7. Now, nearly 70 years after World War II, unfortunately the last Holocaust survivors will be dying soon, and no authentic witness is left to transfer the memory of the Holocaust. The Holocaust is about to be marginalized and dehumanized to any other historical incident, whereby it is measured by its final result and less as an escalating process, countless human individuals were undergoing. What do you think might be ways to re-humanize, touch people again emotionally and keep vivid the memory this way?

A very short answer – art. Art in all of its forms. Art is expression. We need to be able to keep expressing our horror, our shock, our amazement, our pain, our suffering, our inability to understand – in order to keep the topic alive. Art is universal. If the Armenian’s had managed to express their feelings at the atrocity carried out by the Turks through art – through something that everyone can understand and relate to, then maybe their tragedy would be more in the collective awareness and memory. This is why that personally I feel that the SFC and AVM are so important…

8. As a phenomenon, the Holocaust is blasting human imagination, which makes it nearly impossible for people to identify themselves with. What needs to be done, that people many find ways for self-identifying? What can do art for it?

Well, this has to do with my previous answer. People can identify through art. And it has to be modern and cutting edge. Not museum pieces where people look at a distance and admire, but something that people can touch, feel, smell, see. If it is limited to serious “classical” interpretations, it will continue to create a distance between the topic and the viewer. Dealing with the Holocaust in art has to progress together with the progression of art. Otherwise, keep it behind the glass. Stay away from it. Distance yourself from it.

9. After the Holocaust and World War II, the traditional (static) visual art media were failing in transferring the memory of the Holocaust, while literature, theatre, music and film were much more successful. On the other hand, due to the new technologies, the boundaries between the “arts” dissolve nowadays and the doors are open to a new interdisciplinary approach. What are the chances for this new (interdisciplinary) perception based on socializing concepts for keeping vivid the memory of the Holocaust? In which way have they to influence the manifestations of Shoah Film Collection via the interventions like a symposium, artists meetings, workshops, exhibitions, performances, screenings, artists talks, discussions etc.

I think that the way in which we choose to commemorate or memorialize the Holocaust must keep up with the times. If we choose to use outdate technologies or media, we will not be able to attract the attention of the younger generation. Thus, these new interdisciplinary approaches seem vital to me.
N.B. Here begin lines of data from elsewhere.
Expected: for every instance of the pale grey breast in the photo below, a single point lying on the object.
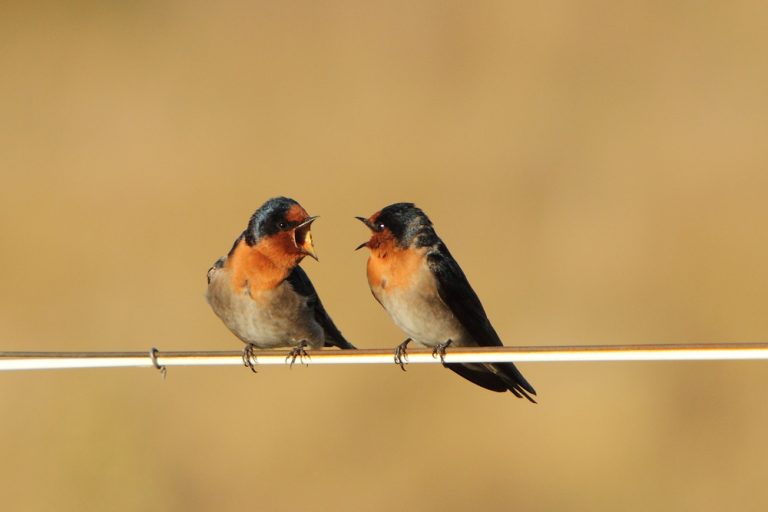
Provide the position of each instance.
(417, 309)
(272, 318)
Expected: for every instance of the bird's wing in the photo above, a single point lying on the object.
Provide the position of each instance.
(303, 286)
(456, 292)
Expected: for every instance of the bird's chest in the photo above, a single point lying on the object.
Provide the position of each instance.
(407, 289)
(266, 317)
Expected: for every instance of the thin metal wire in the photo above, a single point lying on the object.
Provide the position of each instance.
(602, 353)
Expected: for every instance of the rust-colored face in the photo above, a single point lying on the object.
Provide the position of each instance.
(381, 236)
(298, 239)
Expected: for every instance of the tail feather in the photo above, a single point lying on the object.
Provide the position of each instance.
(497, 377)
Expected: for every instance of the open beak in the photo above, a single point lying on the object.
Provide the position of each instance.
(302, 236)
(369, 225)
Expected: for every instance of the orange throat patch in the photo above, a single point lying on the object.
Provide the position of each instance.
(263, 266)
(391, 267)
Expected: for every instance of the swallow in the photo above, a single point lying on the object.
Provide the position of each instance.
(414, 277)
(262, 294)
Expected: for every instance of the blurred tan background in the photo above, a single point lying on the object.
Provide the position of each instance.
(599, 169)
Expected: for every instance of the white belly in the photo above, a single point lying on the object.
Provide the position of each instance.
(420, 313)
(274, 318)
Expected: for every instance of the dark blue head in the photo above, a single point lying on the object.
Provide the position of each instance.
(404, 223)
(281, 217)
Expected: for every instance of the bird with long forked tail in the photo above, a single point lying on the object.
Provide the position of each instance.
(413, 275)
(262, 294)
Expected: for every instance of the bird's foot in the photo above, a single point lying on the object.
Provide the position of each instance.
(153, 358)
(298, 352)
(439, 350)
(401, 355)
(249, 356)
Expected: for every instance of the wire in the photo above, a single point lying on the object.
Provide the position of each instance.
(602, 353)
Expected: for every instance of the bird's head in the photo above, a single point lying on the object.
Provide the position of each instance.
(284, 226)
(401, 224)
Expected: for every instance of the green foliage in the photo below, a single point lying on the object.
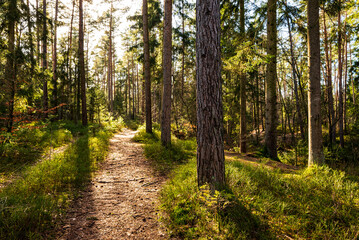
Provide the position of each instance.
(164, 158)
(262, 203)
(29, 205)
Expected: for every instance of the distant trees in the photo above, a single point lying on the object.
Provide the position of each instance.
(146, 67)
(210, 151)
(271, 81)
(82, 65)
(167, 73)
(315, 146)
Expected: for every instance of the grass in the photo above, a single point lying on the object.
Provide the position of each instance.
(258, 202)
(28, 143)
(32, 203)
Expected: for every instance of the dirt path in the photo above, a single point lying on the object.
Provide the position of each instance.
(120, 202)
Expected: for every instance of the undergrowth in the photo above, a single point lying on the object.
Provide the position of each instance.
(258, 202)
(32, 203)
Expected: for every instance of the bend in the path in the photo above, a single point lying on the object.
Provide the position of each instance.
(120, 202)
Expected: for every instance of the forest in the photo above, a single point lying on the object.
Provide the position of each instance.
(230, 119)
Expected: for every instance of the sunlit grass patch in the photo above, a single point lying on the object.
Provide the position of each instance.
(258, 202)
(30, 205)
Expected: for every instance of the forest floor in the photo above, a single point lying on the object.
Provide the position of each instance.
(248, 159)
(121, 200)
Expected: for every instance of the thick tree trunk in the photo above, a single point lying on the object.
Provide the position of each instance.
(210, 151)
(167, 70)
(45, 99)
(29, 25)
(82, 65)
(340, 79)
(10, 72)
(54, 58)
(109, 72)
(147, 69)
(315, 149)
(243, 97)
(271, 88)
(331, 115)
(295, 82)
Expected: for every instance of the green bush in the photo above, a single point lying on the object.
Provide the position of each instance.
(29, 205)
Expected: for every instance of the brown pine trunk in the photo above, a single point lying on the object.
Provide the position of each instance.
(146, 67)
(243, 97)
(167, 69)
(315, 149)
(29, 25)
(271, 88)
(82, 65)
(54, 57)
(210, 151)
(109, 71)
(45, 100)
(331, 115)
(340, 80)
(295, 82)
(10, 72)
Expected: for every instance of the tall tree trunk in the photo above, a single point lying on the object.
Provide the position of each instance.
(271, 88)
(44, 59)
(38, 25)
(315, 149)
(331, 115)
(243, 80)
(133, 89)
(29, 26)
(167, 70)
(54, 57)
(210, 150)
(340, 79)
(109, 72)
(10, 72)
(295, 82)
(146, 68)
(82, 65)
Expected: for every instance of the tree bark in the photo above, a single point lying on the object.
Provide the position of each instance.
(82, 65)
(295, 82)
(54, 57)
(29, 25)
(271, 88)
(167, 70)
(243, 97)
(10, 73)
(210, 151)
(315, 149)
(147, 69)
(331, 115)
(340, 79)
(45, 99)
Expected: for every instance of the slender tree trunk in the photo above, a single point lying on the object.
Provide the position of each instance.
(38, 25)
(146, 67)
(54, 57)
(331, 115)
(167, 70)
(44, 59)
(271, 88)
(109, 72)
(82, 65)
(29, 26)
(243, 97)
(315, 149)
(210, 150)
(340, 79)
(133, 89)
(10, 72)
(297, 104)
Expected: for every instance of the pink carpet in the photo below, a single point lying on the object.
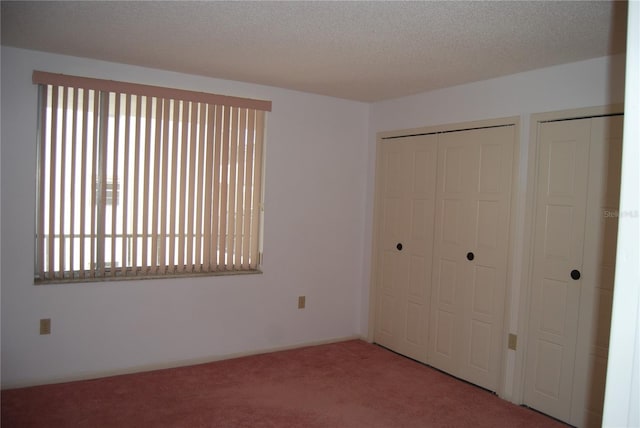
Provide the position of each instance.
(349, 384)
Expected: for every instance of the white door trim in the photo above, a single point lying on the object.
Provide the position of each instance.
(529, 218)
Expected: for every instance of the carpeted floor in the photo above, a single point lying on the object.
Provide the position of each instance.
(349, 384)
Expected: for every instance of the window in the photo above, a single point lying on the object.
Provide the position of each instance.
(141, 181)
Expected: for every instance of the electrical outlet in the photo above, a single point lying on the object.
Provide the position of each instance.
(513, 341)
(45, 326)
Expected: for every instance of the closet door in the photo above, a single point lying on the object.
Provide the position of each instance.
(572, 271)
(470, 253)
(405, 205)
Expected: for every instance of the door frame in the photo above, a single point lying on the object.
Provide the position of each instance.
(511, 278)
(524, 304)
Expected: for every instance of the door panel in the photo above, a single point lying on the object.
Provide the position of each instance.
(407, 177)
(575, 228)
(560, 214)
(473, 200)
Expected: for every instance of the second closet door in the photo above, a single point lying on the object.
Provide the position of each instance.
(470, 253)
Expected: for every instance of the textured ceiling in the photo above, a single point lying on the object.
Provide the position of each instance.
(366, 51)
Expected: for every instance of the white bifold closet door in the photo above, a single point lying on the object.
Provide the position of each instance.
(406, 191)
(470, 253)
(575, 233)
(441, 197)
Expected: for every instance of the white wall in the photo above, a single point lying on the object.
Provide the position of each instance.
(313, 245)
(589, 83)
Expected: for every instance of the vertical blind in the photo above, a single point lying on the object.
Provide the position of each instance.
(137, 180)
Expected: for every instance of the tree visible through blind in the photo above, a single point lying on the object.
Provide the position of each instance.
(136, 180)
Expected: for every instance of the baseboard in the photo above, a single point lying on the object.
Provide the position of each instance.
(180, 363)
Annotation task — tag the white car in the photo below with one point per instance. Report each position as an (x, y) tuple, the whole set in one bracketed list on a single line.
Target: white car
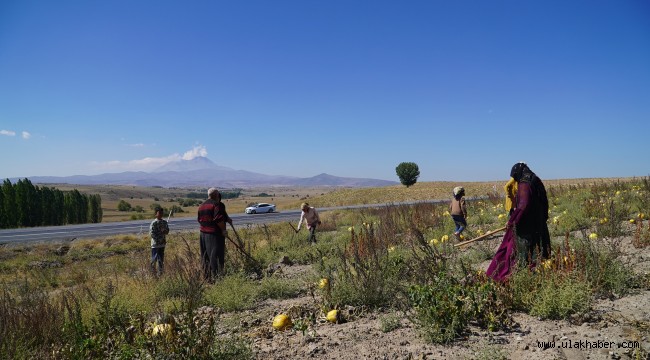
[(260, 208)]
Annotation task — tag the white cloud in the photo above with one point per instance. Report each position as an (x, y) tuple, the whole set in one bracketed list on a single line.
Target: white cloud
[(148, 163), (195, 152)]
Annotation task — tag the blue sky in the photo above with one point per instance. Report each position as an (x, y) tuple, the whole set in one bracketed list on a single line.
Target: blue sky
[(352, 88)]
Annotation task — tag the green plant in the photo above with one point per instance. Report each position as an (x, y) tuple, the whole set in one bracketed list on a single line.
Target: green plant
[(389, 323), (439, 309)]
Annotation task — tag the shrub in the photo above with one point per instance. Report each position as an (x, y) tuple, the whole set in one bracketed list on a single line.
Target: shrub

As for the Shoah Film collection, I think that it also has to find a way to utilize these technologies and approaches. One suggestion would be to open it up to more than just “classical” documentary films to include experimental approaches and media. Also the meeting should not be limited to filmmakers, but be open to all artists dealing with the holocaust. This way there will be cross-fertilization. I feel that there is a need for the Shoah Art Collection alongside the Shoah Film Collection.

10. What are your future artistic plans? Do you plan to work on new projects dealing with the Holocaust or related topics like “collective trauma caused by totalitarianism”?

I am currently working on a project that combines my science and my art with memory and the Holocaust. This is a very large-scale and ambitious project, but one which I feel has the potential to reach people, to shock them, to make them sit up and listen to look to question. The concept is good. I hope I will be able to raise the money to carry it out and have a venue to do it in. So yes – I plan to deal with these topics. I am dealing with these topics even now as I continue to work with Doron Polak and develop together with him, new ideas and performances.